Often in my day-to-day work I encounter some little problem in software or mathematics that I figure somebody ought to know the answer to. In my years as a graduate student, I’ve learned that the quickest way to solve these problems, if a cursory search of the internet and a few standard references doesn’t help, is to actually go around the office and ask the people I know who work around me. Sometimes they don’t happen to know either — but I can’t shake the nagging feeling that somebody I know knows how to solve the problem. My solution to this, on a few recent occasions, has been to turn to Facebook.
Thus last Thursday afternoon, my Facebook status was:
Seth Zenz needs a statistician. Or anyone else who knows how to find the error on a correlation coefficient.
Within a couple hours, two of my friends, one a physicist and one a friend from college, had replied with the correct answer, which turned out to be explained on Wikipedia — which pointed, in turn, back to the original statistics paper from 1921 that answered the question. So Facebook is good for more than just keeping up with my friends; it also expands the size of “the office” I can go around to ask questions in!
Tags: collaboration, culture, facebook























as long as you don’t mind having your worlds collide!

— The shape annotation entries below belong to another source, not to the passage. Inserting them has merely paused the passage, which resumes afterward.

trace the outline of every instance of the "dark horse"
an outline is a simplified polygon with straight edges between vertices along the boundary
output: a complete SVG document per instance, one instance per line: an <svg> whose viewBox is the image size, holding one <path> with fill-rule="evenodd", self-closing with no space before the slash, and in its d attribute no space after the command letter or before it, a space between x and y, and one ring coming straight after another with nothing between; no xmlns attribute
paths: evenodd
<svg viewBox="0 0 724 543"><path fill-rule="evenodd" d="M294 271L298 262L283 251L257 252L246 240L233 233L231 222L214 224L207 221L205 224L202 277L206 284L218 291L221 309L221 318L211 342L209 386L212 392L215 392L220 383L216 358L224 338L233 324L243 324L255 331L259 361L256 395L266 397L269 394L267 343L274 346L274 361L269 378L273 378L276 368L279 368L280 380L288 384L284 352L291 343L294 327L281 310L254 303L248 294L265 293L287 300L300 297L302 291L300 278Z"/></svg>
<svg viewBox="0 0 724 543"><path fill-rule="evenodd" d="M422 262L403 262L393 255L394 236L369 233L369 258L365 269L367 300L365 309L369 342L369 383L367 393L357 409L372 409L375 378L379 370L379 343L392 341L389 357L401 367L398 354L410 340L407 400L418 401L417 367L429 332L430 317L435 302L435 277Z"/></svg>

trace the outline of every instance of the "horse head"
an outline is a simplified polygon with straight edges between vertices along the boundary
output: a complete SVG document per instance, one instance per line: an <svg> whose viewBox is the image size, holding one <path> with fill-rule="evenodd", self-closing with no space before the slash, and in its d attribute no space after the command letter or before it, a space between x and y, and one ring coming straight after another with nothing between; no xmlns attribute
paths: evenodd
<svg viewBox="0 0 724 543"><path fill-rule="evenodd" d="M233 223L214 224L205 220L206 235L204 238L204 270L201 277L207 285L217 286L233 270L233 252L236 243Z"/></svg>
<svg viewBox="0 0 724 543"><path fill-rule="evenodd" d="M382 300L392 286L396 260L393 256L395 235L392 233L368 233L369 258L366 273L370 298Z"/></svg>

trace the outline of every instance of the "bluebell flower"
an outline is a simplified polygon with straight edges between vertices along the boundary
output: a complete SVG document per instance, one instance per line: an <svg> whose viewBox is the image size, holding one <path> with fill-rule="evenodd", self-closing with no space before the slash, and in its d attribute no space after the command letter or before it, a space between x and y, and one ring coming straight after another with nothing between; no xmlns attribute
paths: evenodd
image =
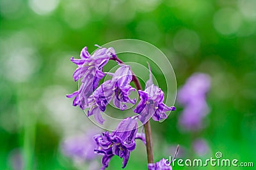
<svg viewBox="0 0 256 170"><path fill-rule="evenodd" d="M98 134L93 137L97 145L95 152L103 155L101 169L108 166L110 159L114 155L123 159L122 167L126 166L130 152L135 149L137 128L136 118L129 117L123 120L111 133L105 132L102 135Z"/></svg>
<svg viewBox="0 0 256 170"><path fill-rule="evenodd" d="M136 99L131 99L129 97L131 92L134 91L135 89L129 85L132 79L132 73L130 66L124 64L120 66L112 78L115 92L113 103L116 108L124 110L127 108L125 103L129 103L133 104L136 103Z"/></svg>
<svg viewBox="0 0 256 170"><path fill-rule="evenodd" d="M79 105L84 110L84 106L88 105L88 98L98 86L100 80L104 76L103 67L112 55L109 49L102 48L90 55L87 47L84 47L81 52L81 59L71 57L70 60L78 66L73 74L74 80L76 81L81 79L82 83L77 91L67 96L68 98L76 96L73 101L74 106Z"/></svg>
<svg viewBox="0 0 256 170"><path fill-rule="evenodd" d="M141 100L134 110L140 115L139 118L143 124L151 117L155 121L165 119L167 118L166 111L175 110L174 106L168 107L163 103L164 94L159 87L154 85L150 67L149 70L149 80L146 83L145 90L138 90Z"/></svg>

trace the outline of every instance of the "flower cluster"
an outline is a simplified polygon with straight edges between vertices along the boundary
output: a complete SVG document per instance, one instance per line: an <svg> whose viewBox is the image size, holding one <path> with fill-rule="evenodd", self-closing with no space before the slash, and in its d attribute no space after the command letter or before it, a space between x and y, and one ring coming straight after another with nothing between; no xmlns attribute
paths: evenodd
<svg viewBox="0 0 256 170"><path fill-rule="evenodd" d="M120 62L113 48L100 47L91 55L87 48L84 47L81 52L80 58L75 59L72 57L70 59L78 67L74 73L73 78L75 81L81 80L81 81L78 90L67 96L68 98L75 97L74 106L79 106L82 110L88 109L87 116L93 115L99 124L103 124L104 120L101 113L105 111L111 101L122 111L127 109L127 103L136 104L136 99L129 97L131 92L136 91L130 83L137 81L136 83L140 84L140 82L133 75L131 67ZM113 73L103 71L104 66L109 60L117 61L119 66ZM143 124L146 124L151 117L155 121L159 121L167 118L166 111L175 110L174 106L168 107L164 104L164 92L154 85L149 65L148 67L150 76L145 90L139 90L138 92L140 101L133 111L136 115L122 120L112 132L106 131L93 137L95 143L94 152L102 155L101 169L105 169L108 166L109 160L114 155L123 159L122 167L124 168L128 162L131 152L135 149L136 139L141 139L147 145L146 134L142 131L137 132L138 119ZM99 85L99 81L106 74L111 75L111 79ZM77 149L75 147L74 149L73 145L70 146L66 147L70 155L77 153L81 156L84 153L86 147ZM168 169L164 167L163 161L148 164L149 169L172 169L170 167Z"/></svg>

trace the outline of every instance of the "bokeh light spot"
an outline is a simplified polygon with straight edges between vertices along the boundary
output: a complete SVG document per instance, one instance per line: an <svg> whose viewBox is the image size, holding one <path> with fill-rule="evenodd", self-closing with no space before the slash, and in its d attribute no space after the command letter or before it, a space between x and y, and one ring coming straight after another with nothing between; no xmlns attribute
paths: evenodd
<svg viewBox="0 0 256 170"><path fill-rule="evenodd" d="M59 4L59 0L29 0L29 4L35 13L43 15L54 11Z"/></svg>
<svg viewBox="0 0 256 170"><path fill-rule="evenodd" d="M236 33L242 23L238 11L232 8L222 8L215 13L213 25L216 30L224 35Z"/></svg>

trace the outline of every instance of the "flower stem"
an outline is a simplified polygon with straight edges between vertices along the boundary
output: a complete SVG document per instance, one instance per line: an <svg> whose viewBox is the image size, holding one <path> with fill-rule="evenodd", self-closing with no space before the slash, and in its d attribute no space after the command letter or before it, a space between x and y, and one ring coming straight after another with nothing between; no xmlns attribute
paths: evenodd
<svg viewBox="0 0 256 170"><path fill-rule="evenodd" d="M118 62L119 64L123 64L124 62L118 57L110 58L110 60L113 60ZM140 83L137 76L132 73L132 81L135 84L137 90L142 90L141 85ZM153 153L153 142L151 132L150 122L148 120L144 125L145 134L146 136L146 147L147 147L147 154L148 159L148 164L154 163L154 153Z"/></svg>

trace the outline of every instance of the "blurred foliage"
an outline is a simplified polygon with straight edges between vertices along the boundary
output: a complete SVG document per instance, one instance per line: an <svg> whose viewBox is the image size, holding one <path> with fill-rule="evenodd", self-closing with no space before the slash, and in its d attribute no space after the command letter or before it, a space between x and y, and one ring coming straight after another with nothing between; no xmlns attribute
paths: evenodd
<svg viewBox="0 0 256 170"><path fill-rule="evenodd" d="M21 169L22 164L24 169L87 169L60 150L65 137L93 126L65 99L77 89L69 59L84 46L93 52L95 44L124 38L159 48L178 88L195 72L212 77L211 113L202 132L180 132L179 104L167 120L152 122L156 160L173 154L168 146L189 150L196 136L208 141L210 156L221 151L225 158L255 161L255 9L254 0L1 0L0 169ZM146 169L142 153L134 151L126 169ZM115 157L109 169L121 166Z"/></svg>

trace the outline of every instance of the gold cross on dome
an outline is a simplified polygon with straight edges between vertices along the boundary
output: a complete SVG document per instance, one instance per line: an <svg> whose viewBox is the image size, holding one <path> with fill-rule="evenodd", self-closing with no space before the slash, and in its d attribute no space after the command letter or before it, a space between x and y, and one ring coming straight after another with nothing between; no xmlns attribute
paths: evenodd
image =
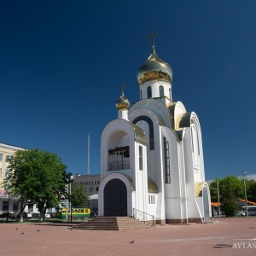
<svg viewBox="0 0 256 256"><path fill-rule="evenodd" d="M151 30L151 34L149 36L148 36L147 38L151 38L151 44L152 44L152 47L154 46L154 37L157 36L158 33L154 33L154 30Z"/></svg>
<svg viewBox="0 0 256 256"><path fill-rule="evenodd" d="M124 83L122 83L120 86L121 86L122 96L124 96L124 90L125 90L125 84Z"/></svg>

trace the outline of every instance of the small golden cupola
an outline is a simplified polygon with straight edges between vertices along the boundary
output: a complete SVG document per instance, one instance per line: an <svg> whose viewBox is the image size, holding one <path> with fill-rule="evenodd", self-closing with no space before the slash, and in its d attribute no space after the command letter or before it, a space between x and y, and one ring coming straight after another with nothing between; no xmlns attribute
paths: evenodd
<svg viewBox="0 0 256 256"><path fill-rule="evenodd" d="M125 84L121 84L122 94L120 97L116 101L115 107L119 112L119 119L125 119L128 120L128 109L130 108L130 102L125 97L124 93Z"/></svg>

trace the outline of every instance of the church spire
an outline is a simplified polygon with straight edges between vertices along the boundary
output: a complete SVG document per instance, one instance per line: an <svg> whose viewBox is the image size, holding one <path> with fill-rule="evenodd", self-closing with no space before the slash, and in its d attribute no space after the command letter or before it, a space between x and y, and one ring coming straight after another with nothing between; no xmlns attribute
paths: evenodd
<svg viewBox="0 0 256 256"><path fill-rule="evenodd" d="M154 30L151 30L151 34L147 37L148 38L151 38L151 48L152 49L154 49L154 37L156 37L157 35L158 35L158 33L154 33Z"/></svg>

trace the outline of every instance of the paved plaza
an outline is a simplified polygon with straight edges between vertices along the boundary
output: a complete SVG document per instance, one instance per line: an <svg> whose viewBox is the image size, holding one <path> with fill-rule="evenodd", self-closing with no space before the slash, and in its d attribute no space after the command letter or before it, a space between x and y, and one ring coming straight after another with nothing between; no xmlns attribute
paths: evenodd
<svg viewBox="0 0 256 256"><path fill-rule="evenodd" d="M0 255L256 255L256 218L124 231L0 224Z"/></svg>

but if you use twitter, you potentially have the ear of the whole hive mind! of course you’ll need some way to have people actually read your question, but physicists have solved tougher problems than that, right? (and you can link up twitter to facebook as well…)
The solution on Twitter is quite simple: find one of your contacts there who is helpful and has a ridiculous number of followers, then send that person a tweet asking “Might any of your followers know the answer to this?” That way you don’t need to build up a colossal followers list yourself in order to get thousands of people to see your question, since your helpful contact will retweet it for you.